Ultimately, one can compare the performance of a machine learning method with and without SIVS. In the following example we use glmnet
package as in this vignette it was used by SIVS as the internal method.
library("glmnet")
#> Loading required package: Matrix
#> Loaded glmnet 4.1-7
library("pROC")
#> Type 'citation("pROC")' for a citation.
#>
#> Attaching package: 'pROC'
#> The following objects are masked from 'package:stats':
#>
#> cov, smooth, var
# build a model without SIVS
set.seed(12345)
glmnet_model <- glmnet::cv.glmnet(x = data.matrix(train_x),
y = factor(train_y),
family = "binomial")
# build a model with SIVS
set.seed(12345)
sivs_glmnet_model <- glmnet::cv.glmnet(x = data.matrix(train_x[, sivs::suggest(sivs_obj, strictness = 0.5)]),
y = factor(train_y),
family = "binomial")
# predict both training set and validation sets
glmnet_train_pred <- predict(object = glmnet_model,
newx = data.matrix(train_x),
s = "lambda.min",
type = "response")
glmnet_validation_pred <- predict(object = glmnet_model,
newx = data.matrix(validation_x),
s = "lambda.min",
type = "response")
sivs_glmnet_train_pred <- predict(object = sivs_glmnet_model,
newx = data.matrix(train_x[, sivs::suggest(sivs_obj, strictness = 0.5)]),
s = "lambda.min",
type = "response")
sivs_glmnet_validation_pred <- predict(object = sivs_glmnet_model,
newx = data.matrix(validation_x[, sivs::suggest(sivs_obj, strictness = 0.5)]),
s = "lambda.min",
type = "response")
glmnet_train_roc <- pROC::roc(response = factor(train_y),
predictor = as.numeric(glmnet_train_pred))
#> Setting levels: control = -1, case = 1
#> Setting direction: controls < cases
glmnet_validation_roc <- pROC::roc(response = factor(validation_y),
predictor = as.numeric(glmnet_validation_pred))
#> Setting levels: control = -1, case = 1
#> Setting direction: controls < cases
sivs_glmnet_train_roc <- pROC::roc(response = factor(train_y),
predictor = as.numeric(sivs_glmnet_train_pred))
#> Setting levels: control = -1, case = 1
#> Setting direction: controls < cases
sivs_glmnet_validation_roc <- pROC::roc(response = factor(validation_y),
predictor = as.numeric(sivs_glmnet_validation_pred))
#> Setting levels: control = -1, case = 1
#> Setting direction: controls < cases
layout(mat = matrix(1:2, nrow = 2))
{
plot(glmnet_train_roc, col = "salmon", main = "Performance on training data")

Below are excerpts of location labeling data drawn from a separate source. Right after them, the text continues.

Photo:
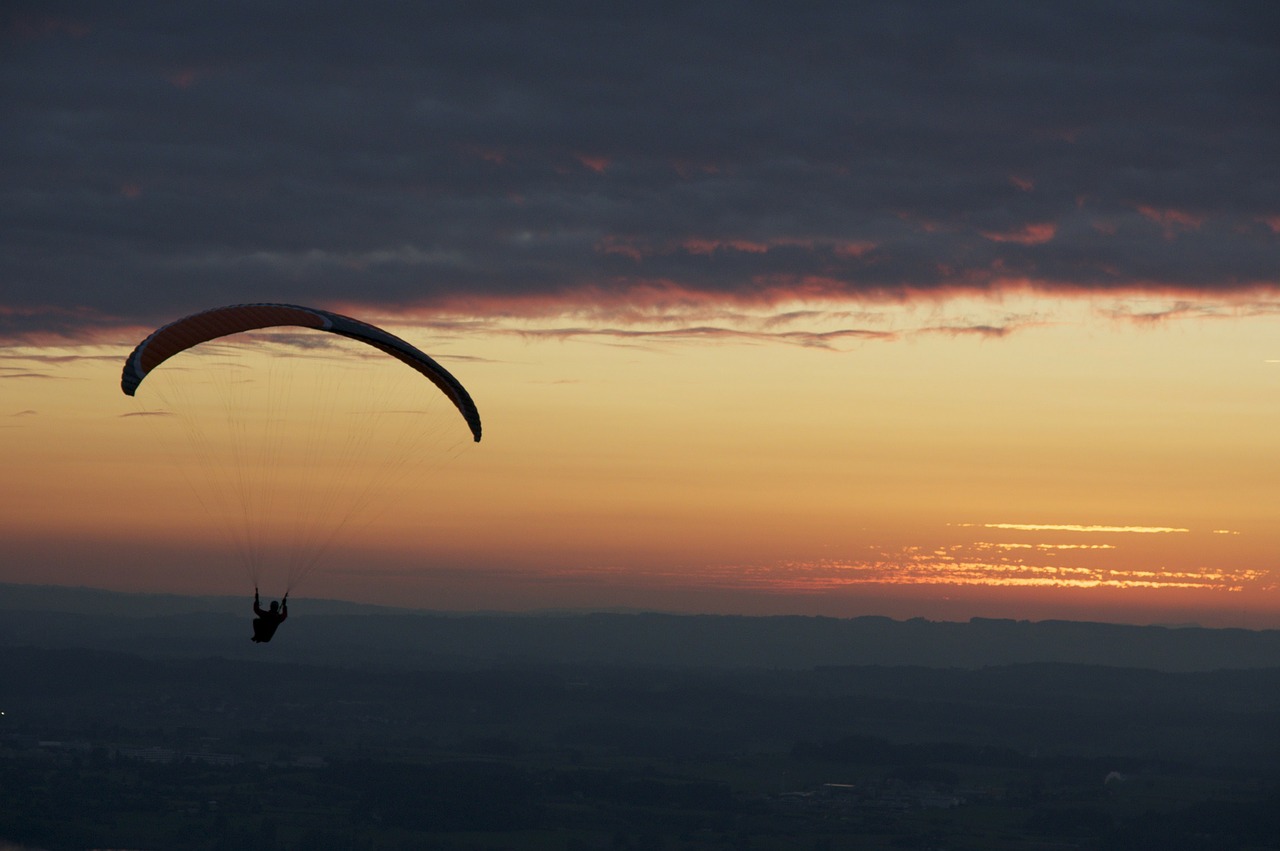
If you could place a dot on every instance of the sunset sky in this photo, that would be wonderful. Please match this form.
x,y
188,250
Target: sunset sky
x,y
920,310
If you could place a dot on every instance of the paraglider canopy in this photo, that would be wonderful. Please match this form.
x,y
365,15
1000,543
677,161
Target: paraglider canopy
x,y
289,440
199,328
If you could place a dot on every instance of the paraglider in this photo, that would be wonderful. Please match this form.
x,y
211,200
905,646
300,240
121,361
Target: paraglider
x,y
220,321
268,620
284,471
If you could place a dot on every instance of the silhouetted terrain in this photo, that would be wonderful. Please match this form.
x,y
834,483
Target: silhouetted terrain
x,y
324,632
528,741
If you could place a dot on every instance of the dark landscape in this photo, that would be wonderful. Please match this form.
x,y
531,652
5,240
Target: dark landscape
x,y
144,722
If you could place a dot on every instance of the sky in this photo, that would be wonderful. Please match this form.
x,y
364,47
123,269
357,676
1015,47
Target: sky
x,y
904,309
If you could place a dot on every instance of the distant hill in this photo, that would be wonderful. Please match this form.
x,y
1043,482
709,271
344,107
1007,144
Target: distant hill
x,y
346,634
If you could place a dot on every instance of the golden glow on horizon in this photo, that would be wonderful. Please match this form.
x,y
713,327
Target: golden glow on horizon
x,y
795,449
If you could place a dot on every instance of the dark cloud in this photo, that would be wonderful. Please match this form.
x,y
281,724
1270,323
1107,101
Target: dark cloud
x,y
164,158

plot(sivs_glmnet_train_roc, col = "cornflowerblue", add = T)
legend("bottomright",
fill = c("salmon", "cornflowerblue"),
legend = c(paste0("glmnet (AUROC=",
round(pROC::auc(glmnet_train_roc),
digits = 4),
")"),
paste0("SIVS + glmnet (AUROC=",
round(pROC::auc(sivs_glmnet_train_roc),
digits = 4),
")")))
plot(glmnet_validation_roc, col = "salmon", main = "Performance on validation data")
plot(sivs_glmnet_validation_roc, col = "cornflowerblue", add = T)
legend("bottomright",
fill = c("salmon", "cornflowerblue"),
legend = c(paste0("glmnet (AUROC=",
round(pROC::auc(glmnet_validation_roc),
digits = 4),
")"),
paste0("SIVS + glmnet (AUROC=",
round(pROC::auc(sivs_glmnet_validation_roc),
digits = 4),
")")))
layout(1)
}
As we can see, the model build without SIVS has AUROC of 74.88% on validation set where as the model built based on the features selected by SIVS has AUROC of 72.73%. Now let’s compare the number of selected features:
# extract the coefficients
sum(coef(glmnet_model) != 0)
#> [1] 29
sum(coef(sivs_glmnet_model) != 0)
#> [1] 5
This shows that without SIVS we would have selected 29 features, but with SIVS we have reduced it to just 5.